Despite the fact that competitors are putting all their best in coming up with a great competitor for iPhone, iPad and MacBook Air, Apple does not back down and does not waste time. The company has recently paid $390 million for Israel’s Anobit, a flash memory drive manufacturer.
Although companies involved in the deal have declined to comment on the price, the transaction has been revealed by the media since December. Back then, Israeli newspaper Calcalist wrote that Apple and Anobit were negotiating the deal.
In fact, on December 20, Israel’s prime minister’s office welcomed Apple to the country with a message posted on Twitter. “Welcome to Israel, Apple Inc. on your 1st acquisition here. I’m certain that you’ll benefit from the fruit of the Israeli knowledge” the post said.
With the deal already known in the media, Apple did not came forward with a confirmation until January 10. However, as stated by two Anobit shareholders it seems that Apple has signed the agreement on January 6. As stated by Calcalist, the initial price was rumored to be $500 million, but Apple managed to buy the Israeli manufacturer for only $390 million.
Steve Dowling, spokesman for Cupertino, California-based Apple, said that the company “buys smaller technology companies from time to time and we generally do not discuss our purpose or plans”.
Buying Anobit is, on top of everything, an important step for Apple as it has secured an essential component for its iPhone and iPad. Anobit is a manufacturer that specializes in making high-performance controllers integrated in products such as iPhone and iPad to maximize memory capabilities.
Bloomberg writes that although Apple isn’t making “multi-billion-dollar acquisitions like rivals such as Hewlett Packard, Microsoft or Google”, it is however looking for “mall acquisitions of privately-held companies that can bring in new employees or technology to be integrated” into its products.

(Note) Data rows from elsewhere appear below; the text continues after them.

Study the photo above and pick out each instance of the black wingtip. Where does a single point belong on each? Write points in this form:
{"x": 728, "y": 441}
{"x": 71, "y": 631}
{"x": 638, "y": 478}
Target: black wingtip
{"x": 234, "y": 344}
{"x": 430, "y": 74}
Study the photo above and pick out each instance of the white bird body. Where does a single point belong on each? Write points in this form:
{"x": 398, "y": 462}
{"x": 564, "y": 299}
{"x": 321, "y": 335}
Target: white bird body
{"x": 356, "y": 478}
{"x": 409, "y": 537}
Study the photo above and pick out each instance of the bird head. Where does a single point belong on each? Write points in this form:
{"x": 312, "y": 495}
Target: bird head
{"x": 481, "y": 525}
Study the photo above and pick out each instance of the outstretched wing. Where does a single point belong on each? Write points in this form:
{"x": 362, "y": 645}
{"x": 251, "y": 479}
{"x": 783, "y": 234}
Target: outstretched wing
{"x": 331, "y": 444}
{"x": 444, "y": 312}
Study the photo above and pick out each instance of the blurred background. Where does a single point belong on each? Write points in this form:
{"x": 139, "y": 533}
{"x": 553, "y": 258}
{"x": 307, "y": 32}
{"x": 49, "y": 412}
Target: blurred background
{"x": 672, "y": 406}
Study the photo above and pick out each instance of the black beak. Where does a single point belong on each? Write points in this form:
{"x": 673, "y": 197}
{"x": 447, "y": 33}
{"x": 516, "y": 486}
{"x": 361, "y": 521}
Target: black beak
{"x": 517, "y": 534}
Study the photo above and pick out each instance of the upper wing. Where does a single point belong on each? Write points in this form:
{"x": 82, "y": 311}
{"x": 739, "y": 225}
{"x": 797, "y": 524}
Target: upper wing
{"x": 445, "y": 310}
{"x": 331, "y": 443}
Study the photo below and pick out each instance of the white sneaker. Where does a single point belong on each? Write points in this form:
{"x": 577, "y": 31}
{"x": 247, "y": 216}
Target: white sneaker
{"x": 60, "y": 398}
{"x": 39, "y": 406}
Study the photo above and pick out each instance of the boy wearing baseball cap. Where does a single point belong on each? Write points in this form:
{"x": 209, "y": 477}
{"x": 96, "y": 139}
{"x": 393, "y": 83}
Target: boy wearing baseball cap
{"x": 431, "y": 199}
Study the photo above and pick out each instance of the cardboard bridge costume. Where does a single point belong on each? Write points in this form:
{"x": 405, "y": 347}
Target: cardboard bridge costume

Koby Simana, head of the Israel Venture Capital Research Center in Tel Aviv, told Bloomberg: “The acquisition is further proof that Israel’s innovation overcomes boundaries and that the semiconductors industry is an innovative and leading field in Israel”. He expects 2012 to be a good year for mergers and acquisitions in the industry because these are “a central cash flow channel for technology investors”.